A group of Sunshine Coast film enthusiasts who last month joined forces to write, shoot and edit a movie in 48 hours have premiered their work at Vancouver’s Rio Theatre.
The annual Run N Gun filmmaking competition invites teams to create short movies under extreme time constraints. The six-minute film produced by Team Sunshine Goats was titled Corporate Retreat: The Story of Shovel Jack.
Seven cast members, supported by another eight contributors behind the scenes, devised a comedic tale of an office team-building exercise gone awry. Manic self-preservation efforts and ill-fated attempts to outwit work colleagues make the plot a madcap version of Lord of the Flies.
According to director and producer Marc Buzzell, team members connected through their mutual passion for audiovisual production. Several attended Capilano University’s film program in the early 2000s. Others currently work in the media industry, designing sets or producing current affairs programming for television.
It was the first time that the group united to enter the Run N Gun competition, which this year attracted more than 70 short film submissions.
“We all kind of do our own thing, but we all met up [on the contest weekend of June 3 to 5] and just had a great time,” said Buzzell.
To prevent filmmakers from preparing material in advance, each team that competed in Run N Gun was given three surprise elements to include. Sunshine Goats had to incorporate the theme of urban legends, a prop shovel, and a specific line of dialogue: “This is the stuff that (blank) are made of.”
At the start of the 48-hour filmmaking period, contest organizers announced the rules and constraints via a video livestream.
“Once the contest started, we were 15 people in my living room just blurting out ideas at each other,” said Buzzell. “I don’t even know how that’s possible, for 15 people to come up with a story, but it happened and it was amazing. We actually had a pretty funny concept within a few hours of all being together.”
After drafting a script, the teammates adjourned until dawn.

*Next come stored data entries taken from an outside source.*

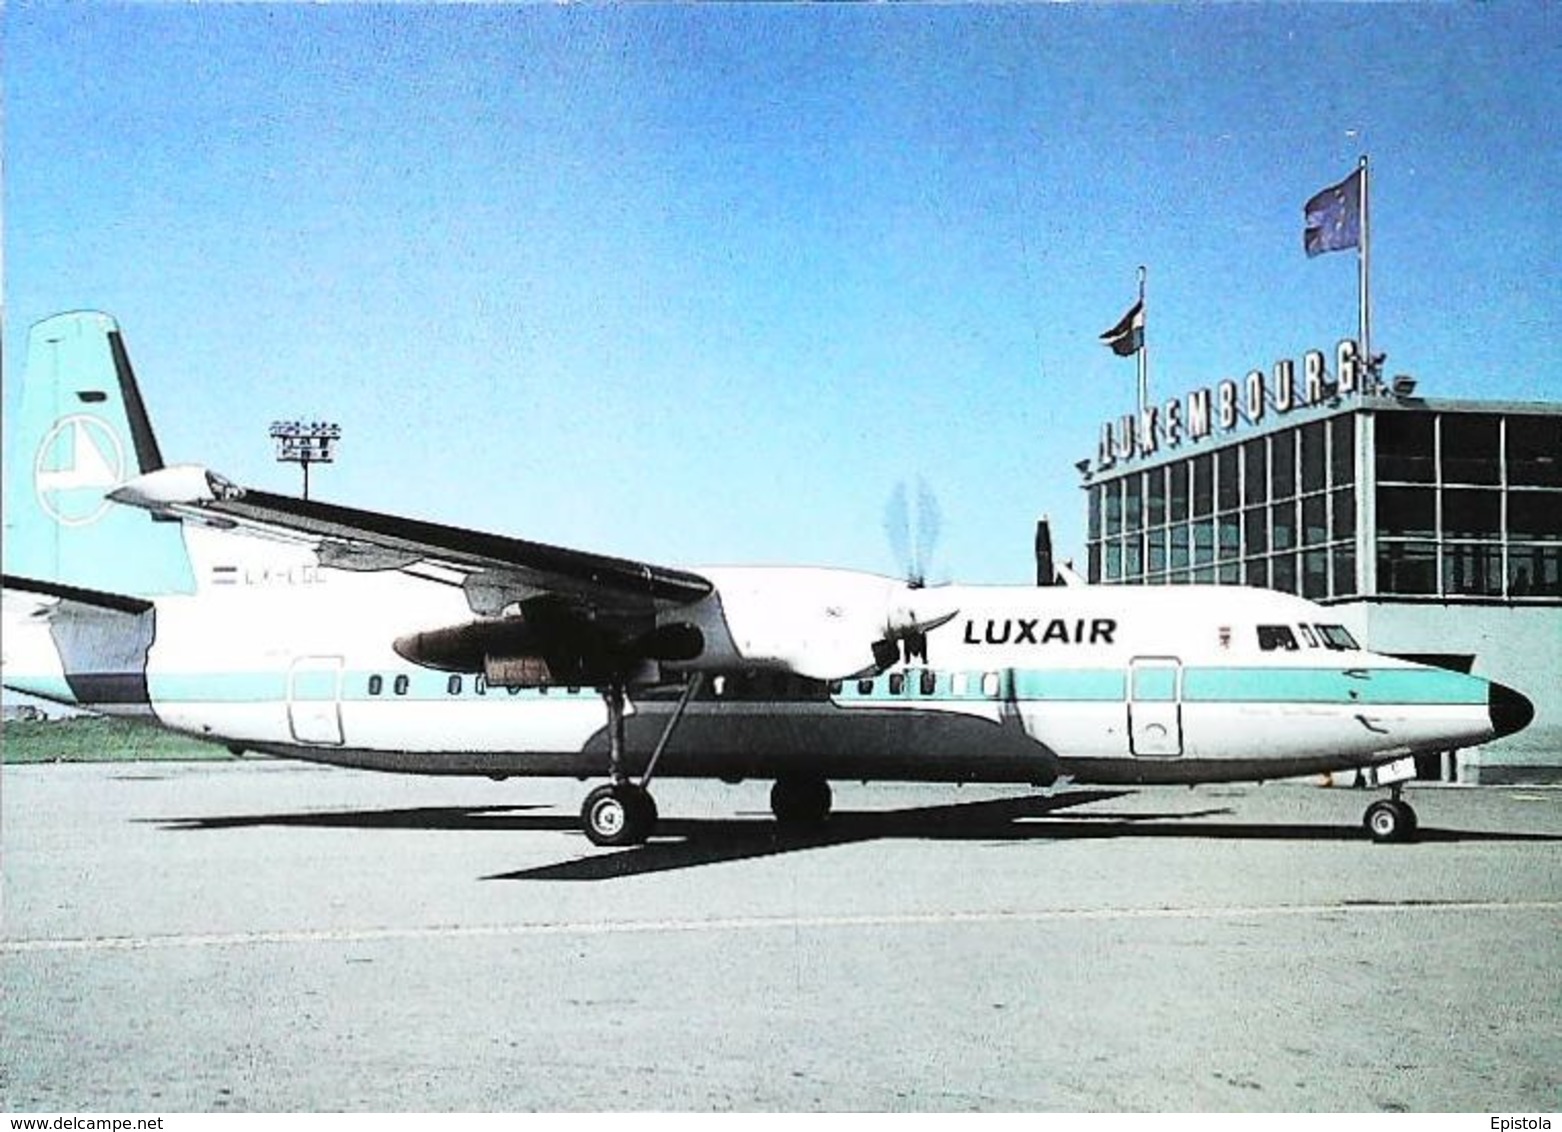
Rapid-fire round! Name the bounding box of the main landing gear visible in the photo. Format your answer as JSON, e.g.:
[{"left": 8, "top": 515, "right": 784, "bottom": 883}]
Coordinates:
[
  {"left": 770, "top": 775, "right": 833, "bottom": 827},
  {"left": 581, "top": 780, "right": 657, "bottom": 848},
  {"left": 575, "top": 676, "right": 838, "bottom": 846},
  {"left": 579, "top": 676, "right": 701, "bottom": 848},
  {"left": 1363, "top": 784, "right": 1419, "bottom": 844}
]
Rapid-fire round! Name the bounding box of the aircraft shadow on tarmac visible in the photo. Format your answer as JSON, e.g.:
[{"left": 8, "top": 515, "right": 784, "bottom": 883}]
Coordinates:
[{"left": 151, "top": 789, "right": 1562, "bottom": 881}]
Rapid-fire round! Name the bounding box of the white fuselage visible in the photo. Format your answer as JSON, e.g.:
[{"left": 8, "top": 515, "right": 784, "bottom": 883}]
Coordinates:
[{"left": 2, "top": 524, "right": 1504, "bottom": 788}]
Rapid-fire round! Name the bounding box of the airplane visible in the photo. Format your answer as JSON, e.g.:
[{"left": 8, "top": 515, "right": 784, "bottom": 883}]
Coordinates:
[{"left": 2, "top": 312, "right": 1536, "bottom": 847}]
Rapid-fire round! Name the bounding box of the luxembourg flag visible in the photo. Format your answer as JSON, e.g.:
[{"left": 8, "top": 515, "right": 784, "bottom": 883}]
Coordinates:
[{"left": 1099, "top": 299, "right": 1144, "bottom": 358}]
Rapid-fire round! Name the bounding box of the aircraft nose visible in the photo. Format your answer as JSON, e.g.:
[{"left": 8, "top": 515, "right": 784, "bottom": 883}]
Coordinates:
[{"left": 1488, "top": 681, "right": 1535, "bottom": 739}]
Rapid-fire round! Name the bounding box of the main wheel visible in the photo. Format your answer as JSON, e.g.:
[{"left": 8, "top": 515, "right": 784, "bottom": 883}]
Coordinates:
[
  {"left": 582, "top": 783, "right": 657, "bottom": 847},
  {"left": 770, "top": 776, "right": 832, "bottom": 827},
  {"left": 1364, "top": 798, "right": 1414, "bottom": 844}
]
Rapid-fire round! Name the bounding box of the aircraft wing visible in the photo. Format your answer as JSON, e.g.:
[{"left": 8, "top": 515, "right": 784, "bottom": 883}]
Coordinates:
[
  {"left": 169, "top": 485, "right": 713, "bottom": 618},
  {"left": 109, "top": 465, "right": 943, "bottom": 681}
]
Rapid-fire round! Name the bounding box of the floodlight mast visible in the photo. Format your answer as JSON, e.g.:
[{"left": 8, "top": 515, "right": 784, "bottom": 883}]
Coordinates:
[{"left": 269, "top": 420, "right": 341, "bottom": 501}]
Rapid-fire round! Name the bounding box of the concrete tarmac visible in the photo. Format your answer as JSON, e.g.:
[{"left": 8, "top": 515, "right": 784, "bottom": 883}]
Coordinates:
[{"left": 2, "top": 759, "right": 1559, "bottom": 1112}]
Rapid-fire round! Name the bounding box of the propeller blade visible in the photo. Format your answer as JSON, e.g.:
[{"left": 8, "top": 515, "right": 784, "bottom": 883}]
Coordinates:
[
  {"left": 912, "top": 476, "right": 941, "bottom": 588},
  {"left": 884, "top": 481, "right": 913, "bottom": 581},
  {"left": 885, "top": 477, "right": 943, "bottom": 588}
]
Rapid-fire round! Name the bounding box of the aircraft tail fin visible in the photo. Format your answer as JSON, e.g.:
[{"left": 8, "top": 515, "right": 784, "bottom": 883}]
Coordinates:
[{"left": 4, "top": 312, "right": 196, "bottom": 597}]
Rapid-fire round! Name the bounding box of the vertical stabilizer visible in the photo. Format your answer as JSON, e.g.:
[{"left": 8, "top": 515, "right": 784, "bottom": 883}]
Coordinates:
[{"left": 4, "top": 312, "right": 196, "bottom": 597}]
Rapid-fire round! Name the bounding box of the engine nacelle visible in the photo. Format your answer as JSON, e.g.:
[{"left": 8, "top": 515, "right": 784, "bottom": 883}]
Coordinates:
[
  {"left": 700, "top": 566, "right": 957, "bottom": 682},
  {"left": 393, "top": 619, "right": 538, "bottom": 673},
  {"left": 485, "top": 654, "right": 589, "bottom": 688},
  {"left": 393, "top": 615, "right": 703, "bottom": 688}
]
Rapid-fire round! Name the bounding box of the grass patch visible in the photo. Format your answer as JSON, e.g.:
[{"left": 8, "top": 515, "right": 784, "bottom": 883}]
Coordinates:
[{"left": 1, "top": 716, "right": 237, "bottom": 764}]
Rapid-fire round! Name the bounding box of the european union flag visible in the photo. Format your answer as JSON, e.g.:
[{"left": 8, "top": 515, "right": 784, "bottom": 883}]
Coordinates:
[{"left": 1303, "top": 169, "right": 1362, "bottom": 257}]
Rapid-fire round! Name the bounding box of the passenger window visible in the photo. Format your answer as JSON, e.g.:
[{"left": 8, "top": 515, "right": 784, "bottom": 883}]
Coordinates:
[
  {"left": 368, "top": 675, "right": 383, "bottom": 696},
  {"left": 982, "top": 672, "right": 1001, "bottom": 698},
  {"left": 856, "top": 678, "right": 874, "bottom": 695},
  {"left": 713, "top": 676, "right": 726, "bottom": 697},
  {"left": 828, "top": 680, "right": 843, "bottom": 695},
  {"left": 951, "top": 673, "right": 968, "bottom": 697},
  {"left": 920, "top": 669, "right": 938, "bottom": 696},
  {"left": 446, "top": 675, "right": 463, "bottom": 696},
  {"left": 475, "top": 675, "right": 487, "bottom": 696},
  {"left": 1317, "top": 624, "right": 1359, "bottom": 650},
  {"left": 1257, "top": 625, "right": 1300, "bottom": 651},
  {"left": 1298, "top": 624, "right": 1320, "bottom": 648},
  {"left": 889, "top": 673, "right": 906, "bottom": 695},
  {"left": 394, "top": 675, "right": 410, "bottom": 695}
]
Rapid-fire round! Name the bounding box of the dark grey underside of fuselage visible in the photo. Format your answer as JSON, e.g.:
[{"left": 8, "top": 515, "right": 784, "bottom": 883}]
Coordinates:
[
  {"left": 235, "top": 704, "right": 1381, "bottom": 786},
  {"left": 248, "top": 707, "right": 1058, "bottom": 783},
  {"left": 252, "top": 746, "right": 1372, "bottom": 787}
]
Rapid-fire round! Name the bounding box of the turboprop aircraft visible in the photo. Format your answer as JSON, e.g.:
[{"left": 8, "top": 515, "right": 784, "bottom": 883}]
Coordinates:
[{"left": 2, "top": 312, "right": 1535, "bottom": 846}]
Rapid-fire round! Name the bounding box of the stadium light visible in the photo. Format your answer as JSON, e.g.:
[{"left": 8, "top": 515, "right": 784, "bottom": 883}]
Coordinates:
[{"left": 269, "top": 420, "right": 341, "bottom": 500}]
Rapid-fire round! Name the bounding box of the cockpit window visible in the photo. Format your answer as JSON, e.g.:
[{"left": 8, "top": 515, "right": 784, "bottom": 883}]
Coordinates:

Buzzell had previously scouted a location in a forest clearing off the B & K logging road in Roberts Creek. “We didn’t know what we were going to do originally,” recalled Buzzell, “but we thought it would be super cool to do something in the woods. And also because we’re competing against Vancouver, which is a pretty urban centre, we could use the woods to switch it up a little bit to our advantage.”

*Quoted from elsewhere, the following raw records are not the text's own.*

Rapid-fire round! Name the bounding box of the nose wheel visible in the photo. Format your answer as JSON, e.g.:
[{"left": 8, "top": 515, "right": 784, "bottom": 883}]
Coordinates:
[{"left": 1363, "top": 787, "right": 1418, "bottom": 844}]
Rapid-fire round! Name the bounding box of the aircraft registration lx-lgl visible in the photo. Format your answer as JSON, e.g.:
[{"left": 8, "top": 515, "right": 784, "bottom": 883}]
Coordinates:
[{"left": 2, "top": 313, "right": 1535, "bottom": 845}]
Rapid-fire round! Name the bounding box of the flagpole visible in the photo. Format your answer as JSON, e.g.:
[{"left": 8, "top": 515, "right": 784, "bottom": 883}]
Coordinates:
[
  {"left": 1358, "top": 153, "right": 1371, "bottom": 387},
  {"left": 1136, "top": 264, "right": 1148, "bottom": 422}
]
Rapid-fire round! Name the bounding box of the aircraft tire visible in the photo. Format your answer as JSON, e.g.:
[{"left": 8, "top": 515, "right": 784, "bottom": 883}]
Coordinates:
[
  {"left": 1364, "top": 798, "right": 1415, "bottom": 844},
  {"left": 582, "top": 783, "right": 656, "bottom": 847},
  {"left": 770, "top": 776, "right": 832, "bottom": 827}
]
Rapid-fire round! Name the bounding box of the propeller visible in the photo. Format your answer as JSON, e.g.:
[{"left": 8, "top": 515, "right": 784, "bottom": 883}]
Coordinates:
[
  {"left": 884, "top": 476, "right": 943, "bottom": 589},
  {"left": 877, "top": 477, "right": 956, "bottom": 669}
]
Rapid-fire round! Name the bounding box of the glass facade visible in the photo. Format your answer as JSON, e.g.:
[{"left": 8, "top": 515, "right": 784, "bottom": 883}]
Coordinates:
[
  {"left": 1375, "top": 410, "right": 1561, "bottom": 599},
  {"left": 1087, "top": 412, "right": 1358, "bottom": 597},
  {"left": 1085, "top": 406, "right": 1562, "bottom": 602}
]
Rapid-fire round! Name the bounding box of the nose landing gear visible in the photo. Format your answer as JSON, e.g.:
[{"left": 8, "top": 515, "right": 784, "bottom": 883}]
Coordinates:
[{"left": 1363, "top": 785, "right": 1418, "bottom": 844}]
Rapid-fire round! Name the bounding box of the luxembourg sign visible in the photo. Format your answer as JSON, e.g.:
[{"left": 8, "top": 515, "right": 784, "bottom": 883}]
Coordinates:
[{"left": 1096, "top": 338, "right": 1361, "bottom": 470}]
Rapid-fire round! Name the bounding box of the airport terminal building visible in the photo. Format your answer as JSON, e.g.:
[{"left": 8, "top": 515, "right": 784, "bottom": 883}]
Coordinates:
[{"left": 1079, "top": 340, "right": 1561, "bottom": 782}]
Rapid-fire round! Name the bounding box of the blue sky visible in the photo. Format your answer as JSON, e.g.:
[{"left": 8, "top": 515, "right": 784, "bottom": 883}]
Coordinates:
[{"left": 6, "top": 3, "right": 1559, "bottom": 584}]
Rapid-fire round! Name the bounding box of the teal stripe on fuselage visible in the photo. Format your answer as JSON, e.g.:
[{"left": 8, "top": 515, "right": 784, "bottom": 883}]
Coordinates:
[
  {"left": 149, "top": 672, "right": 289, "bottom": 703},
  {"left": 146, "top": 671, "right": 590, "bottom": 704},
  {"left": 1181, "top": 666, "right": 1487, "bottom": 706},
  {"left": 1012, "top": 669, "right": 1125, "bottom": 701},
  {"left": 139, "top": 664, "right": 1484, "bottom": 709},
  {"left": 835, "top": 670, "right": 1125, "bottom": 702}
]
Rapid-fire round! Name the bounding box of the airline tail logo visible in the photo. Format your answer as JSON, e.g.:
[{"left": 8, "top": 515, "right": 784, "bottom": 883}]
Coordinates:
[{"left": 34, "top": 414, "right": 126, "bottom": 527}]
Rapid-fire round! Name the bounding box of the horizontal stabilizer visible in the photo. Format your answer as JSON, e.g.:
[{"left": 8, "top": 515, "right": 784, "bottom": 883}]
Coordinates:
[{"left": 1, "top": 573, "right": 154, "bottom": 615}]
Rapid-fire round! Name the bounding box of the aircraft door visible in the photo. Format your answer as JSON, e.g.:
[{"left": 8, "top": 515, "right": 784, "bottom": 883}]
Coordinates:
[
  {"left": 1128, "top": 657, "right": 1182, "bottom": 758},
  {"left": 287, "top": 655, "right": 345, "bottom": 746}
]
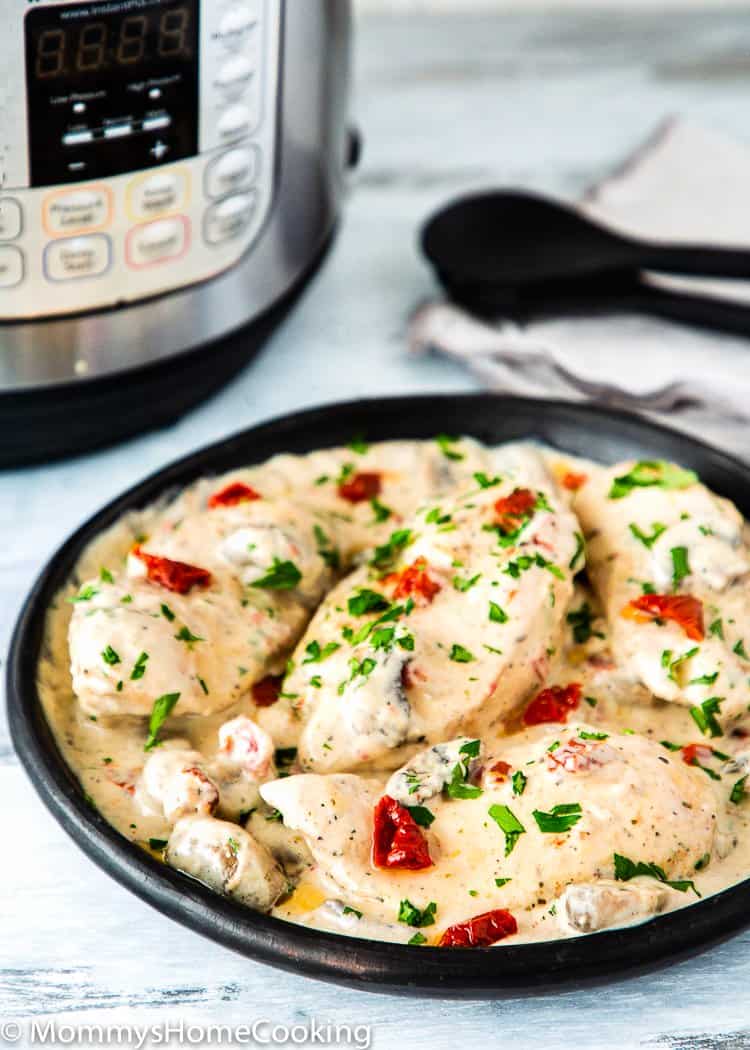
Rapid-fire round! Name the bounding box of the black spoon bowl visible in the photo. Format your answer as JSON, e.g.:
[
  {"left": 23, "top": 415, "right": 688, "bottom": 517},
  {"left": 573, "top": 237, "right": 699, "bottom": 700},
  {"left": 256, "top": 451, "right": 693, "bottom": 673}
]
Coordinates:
[{"left": 422, "top": 190, "right": 750, "bottom": 287}]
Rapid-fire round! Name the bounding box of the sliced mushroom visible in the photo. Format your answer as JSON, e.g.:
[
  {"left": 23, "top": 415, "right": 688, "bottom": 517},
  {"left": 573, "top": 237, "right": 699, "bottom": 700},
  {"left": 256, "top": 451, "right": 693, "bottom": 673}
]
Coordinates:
[
  {"left": 166, "top": 815, "right": 286, "bottom": 911},
  {"left": 558, "top": 879, "right": 668, "bottom": 934},
  {"left": 386, "top": 737, "right": 481, "bottom": 805}
]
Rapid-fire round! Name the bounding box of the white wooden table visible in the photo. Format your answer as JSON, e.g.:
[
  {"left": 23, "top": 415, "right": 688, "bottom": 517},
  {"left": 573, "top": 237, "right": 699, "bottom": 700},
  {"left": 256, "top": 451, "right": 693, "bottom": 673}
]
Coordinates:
[{"left": 3, "top": 11, "right": 750, "bottom": 1049}]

Rain started to fall near the end of the 12-hour shoot. Buzzell and fellow editor Rob Levesque began to assemble the footage immediately, aided by post-production contributors Laura Clarke, Brian Hubenig and Brittany Broderson. Minutes before the deadline, Buzzell’s computer crashed and required impromptu hardware maintenance. The team exported their video and uploaded proof of completion just one minute before the final deadline.

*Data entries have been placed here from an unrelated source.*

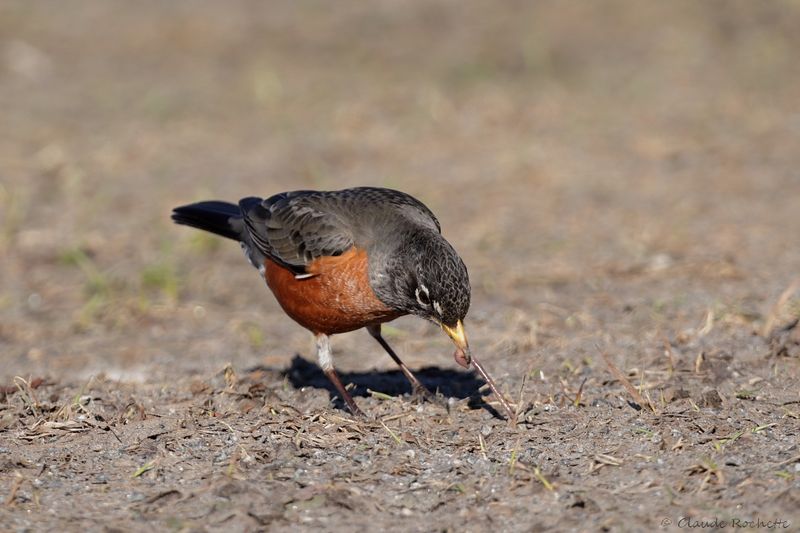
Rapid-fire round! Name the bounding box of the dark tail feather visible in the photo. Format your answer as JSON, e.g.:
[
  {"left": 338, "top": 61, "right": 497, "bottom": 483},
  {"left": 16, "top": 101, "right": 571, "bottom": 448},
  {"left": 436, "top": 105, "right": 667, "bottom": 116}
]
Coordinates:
[{"left": 171, "top": 201, "right": 243, "bottom": 241}]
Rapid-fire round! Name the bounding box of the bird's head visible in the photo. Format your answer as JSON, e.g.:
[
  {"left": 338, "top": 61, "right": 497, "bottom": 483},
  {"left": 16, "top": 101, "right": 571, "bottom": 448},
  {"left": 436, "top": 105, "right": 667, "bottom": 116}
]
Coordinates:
[
  {"left": 371, "top": 228, "right": 517, "bottom": 419},
  {"left": 375, "top": 230, "right": 472, "bottom": 366}
]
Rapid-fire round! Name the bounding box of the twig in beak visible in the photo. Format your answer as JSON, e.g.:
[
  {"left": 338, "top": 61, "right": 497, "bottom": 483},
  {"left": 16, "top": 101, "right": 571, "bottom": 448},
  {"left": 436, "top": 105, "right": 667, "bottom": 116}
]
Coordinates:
[{"left": 471, "top": 355, "right": 516, "bottom": 422}]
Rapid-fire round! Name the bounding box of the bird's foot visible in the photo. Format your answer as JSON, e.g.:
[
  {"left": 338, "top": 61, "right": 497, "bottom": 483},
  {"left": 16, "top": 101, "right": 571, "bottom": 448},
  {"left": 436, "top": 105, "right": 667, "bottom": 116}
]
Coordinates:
[
  {"left": 409, "top": 384, "right": 450, "bottom": 409},
  {"left": 410, "top": 384, "right": 434, "bottom": 403},
  {"left": 343, "top": 397, "right": 366, "bottom": 418}
]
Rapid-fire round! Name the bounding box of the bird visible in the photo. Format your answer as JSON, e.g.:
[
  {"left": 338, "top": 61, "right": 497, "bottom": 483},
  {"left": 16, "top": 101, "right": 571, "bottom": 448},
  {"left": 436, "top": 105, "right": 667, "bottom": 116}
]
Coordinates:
[{"left": 172, "top": 187, "right": 514, "bottom": 418}]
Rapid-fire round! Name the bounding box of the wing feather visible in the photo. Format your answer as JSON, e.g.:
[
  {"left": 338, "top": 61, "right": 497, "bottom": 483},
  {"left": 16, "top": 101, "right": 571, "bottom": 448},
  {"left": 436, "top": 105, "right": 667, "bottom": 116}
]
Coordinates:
[{"left": 239, "top": 193, "right": 354, "bottom": 272}]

Contest rules permit audio sweetening after the original submission, which was completed by professional sound designer Christopher Cleator at Howe Sound Post Audio.
The film was screened alongside 15 other submissions during the competition’s All Ages Show at the Rio Theatre on July 4. “We didn’t make the final, unfortunately,” said Buzzell. “But it was really fun just to see the reactions of people, laughing at everything in the movie.”
Team Sunshine Goats plans to re-assemble for next year’s competition. “Because this contest has a firm timeline,” said Buzzell, “and everyone who enters is going to screen, it’s easy to get people to jump on board.”